NetHack Development Team Polls Community For Advice On Unicode
An anonymous reader writes After years of relative silence, the development team behind the classic roguelike game NetHack has posteda question: going forward, what internal representation should the NetHack core use for Unicode characters? UTF8? UTF32? Something else? (See also: NH4 blog, reddit. Also, yes, I have verified that the question authentically comes from the NetHack dev team.)
There are combined characters that are not represented by a single codepoint: http://en.wikipedia.org/wiki/U...
Please, don't use the Wikia NetHack Wiki. It is outdated, ad-ridden, and has been abandoned by the community, but Wikia doesn't allow a wiki to be deleted.
The current NetHack wiki is at http://nethackwiki.com/ .

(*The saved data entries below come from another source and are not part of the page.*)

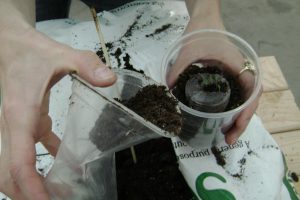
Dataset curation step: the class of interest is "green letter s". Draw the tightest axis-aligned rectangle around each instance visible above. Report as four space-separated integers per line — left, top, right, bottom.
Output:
195 172 236 200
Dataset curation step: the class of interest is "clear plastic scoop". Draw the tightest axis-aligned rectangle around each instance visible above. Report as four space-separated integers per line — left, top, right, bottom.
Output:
46 69 182 199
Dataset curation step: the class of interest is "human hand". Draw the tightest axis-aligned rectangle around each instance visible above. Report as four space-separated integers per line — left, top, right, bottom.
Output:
0 27 116 199
167 17 262 145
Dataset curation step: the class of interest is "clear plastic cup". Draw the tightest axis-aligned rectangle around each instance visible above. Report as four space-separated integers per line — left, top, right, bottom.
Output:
161 29 262 148
46 69 175 199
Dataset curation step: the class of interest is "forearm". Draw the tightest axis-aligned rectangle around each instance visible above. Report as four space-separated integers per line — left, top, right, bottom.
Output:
0 0 36 77
0 0 35 32
184 0 224 30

UnNetHack: NetHack Improved!
Extracting a character - trivial. Length of string - trivial.
I don't think it's quite as simple as you think. UTF-8 is a variable-length encoding, but UTF-32 is too when you consider grapheme clusters.
When you extract characters and and determine length, are you only talking about code points (not very useful) or are you taking into consideration combining characters to account for actual visible glyphs that most people would consider to be a character?

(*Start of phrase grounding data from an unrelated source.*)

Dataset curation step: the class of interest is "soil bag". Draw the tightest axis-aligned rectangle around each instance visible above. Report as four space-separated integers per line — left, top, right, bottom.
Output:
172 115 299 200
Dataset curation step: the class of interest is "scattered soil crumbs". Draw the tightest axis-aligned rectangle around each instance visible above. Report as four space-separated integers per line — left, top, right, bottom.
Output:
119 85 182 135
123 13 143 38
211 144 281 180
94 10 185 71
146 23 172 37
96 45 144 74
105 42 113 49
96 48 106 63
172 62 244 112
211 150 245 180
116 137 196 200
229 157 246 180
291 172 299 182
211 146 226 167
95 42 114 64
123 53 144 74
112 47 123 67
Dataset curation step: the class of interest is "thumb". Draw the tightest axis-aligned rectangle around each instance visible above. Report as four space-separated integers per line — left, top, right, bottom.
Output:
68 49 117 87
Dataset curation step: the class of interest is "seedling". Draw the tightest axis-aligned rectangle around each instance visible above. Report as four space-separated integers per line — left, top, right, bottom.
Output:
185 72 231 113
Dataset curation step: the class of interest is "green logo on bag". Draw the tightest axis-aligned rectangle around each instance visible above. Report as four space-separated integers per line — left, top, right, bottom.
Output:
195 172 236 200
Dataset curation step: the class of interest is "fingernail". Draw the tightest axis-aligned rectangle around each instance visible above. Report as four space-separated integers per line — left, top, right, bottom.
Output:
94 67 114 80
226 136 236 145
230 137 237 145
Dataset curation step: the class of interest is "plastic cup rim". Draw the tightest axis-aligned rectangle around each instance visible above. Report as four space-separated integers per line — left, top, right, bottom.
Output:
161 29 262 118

The overwhelming majority of apps are only doing trivial operations -- string concatenation and shuffling bits to some API to display text. For these apps, choice of encoding really does not matter. NetHack is very likely in this category.

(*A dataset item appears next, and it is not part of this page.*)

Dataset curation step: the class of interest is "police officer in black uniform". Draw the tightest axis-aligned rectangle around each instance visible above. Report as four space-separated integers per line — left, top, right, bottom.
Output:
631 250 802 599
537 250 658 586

Anything more and you'll have to deal with variable-length data for both UTF-8 and UTF-32. So it doesn't really matter. Choose whichever uses less storage space.
For storing a single character: UCS-4 (aka UTF-32), and that's without possible combining character decoration. For everything else, UTF-8 internally, no matter what the system locale is.
wchar_t is always damage, it shouldn't be used except in wrappers that do actual I/O: you need such wrappers as standard-compliant functions are buggy to the level of uselessness on Windows and you need SomeWindowsInventedFunctionW() for everything if you want Unicode.
And why UTF-8 not UCS-4 for strings? UTF-8 takes slightly longer code:
while (int l = utf8towc(&c, s))
{
s += l;
do_something(c);
}
vs UCS-4's simpler:
for (; *s; s++)
{
do_something(*s);
}
but UCS-4 blows up most your strings by a factor of 4, and makes viewing stuff in a debugger really cumbersome.
My credentials: I'm the guy who added Unicode support to Dungeon Crawl.
The creatures outside looked from Alt-Right to Antifa; but already it was impossible to say which was which.
Characters in Thai are rendered in display-oredr, and not logical order.
so, for example ( mina would be imna) and requires reordering for sorting.
Characters in many Indic languages are still all syllable based.
So, consonants and vowels are encoded separately, and fully interact as a logical graphical character.
Sinhala:
0dc1 0dca 200d 0dbb 0dd3
ZHA VIRAMA ZWJ RA VOWEL-SIGN-II
Combine to form a single displayable character. (Sri)
If you omit the Zero-Width-Joiner, then it displays as two characters, "Sa'" and "Ri."
So, the rendering and display are dependant on the entire grapheme, which is the normal unit of display and truncation.
Otherwise one will be cropping portions of a character on display; and rendering either jibbrish/bakamoji, or unrelated characters/syllables because.
Malay:
0d15 0d4d 0d38 0d3e
KA VIRAMA SA AA
One displayable character.
If you display code-point by code point, the grapheme displayed would changes 4 times.
KA
K'
KSA
KSAA
Terminoligy needs to be fixed.
All Codepoints are 4 bypes
All characters (defined as a single conceptual, and graphical display unit) range from 1 to 6 code-points. (so, 4-24bytes)
Sinhala:
0dc1 0dca 200d 0dbb 0dd3
ZHA VIRAMA ZWJ RA VOWEL-SIGN-II
Combine to form a single displayable character. (Sri) (kinda a fancy item; but different from without the ZWJ which would display two graphemes. (S', and RII)
And Lituanian:
"However, not all abstract characters are encoded as a single Unicode character, and some abstract characters may be represented in Unicode by a sequence of two or more characters. For example, a Latin small letter "i" with an ogonek, a dot above, and an acute accent, which is required in Lithuanian, is represented by the character sequence U+012F, U+0307, U+0301."
And there are many other cases where there is no single code-point to represent a single grapheme.
So for string truncation and line-splitting, (and anything dealing with arabic or indic scripts), you need to never crop in the middle of a codepoint-sequence that defined a single grapheme; or else the visual display is incorrect, or bakamoji (jibbrish).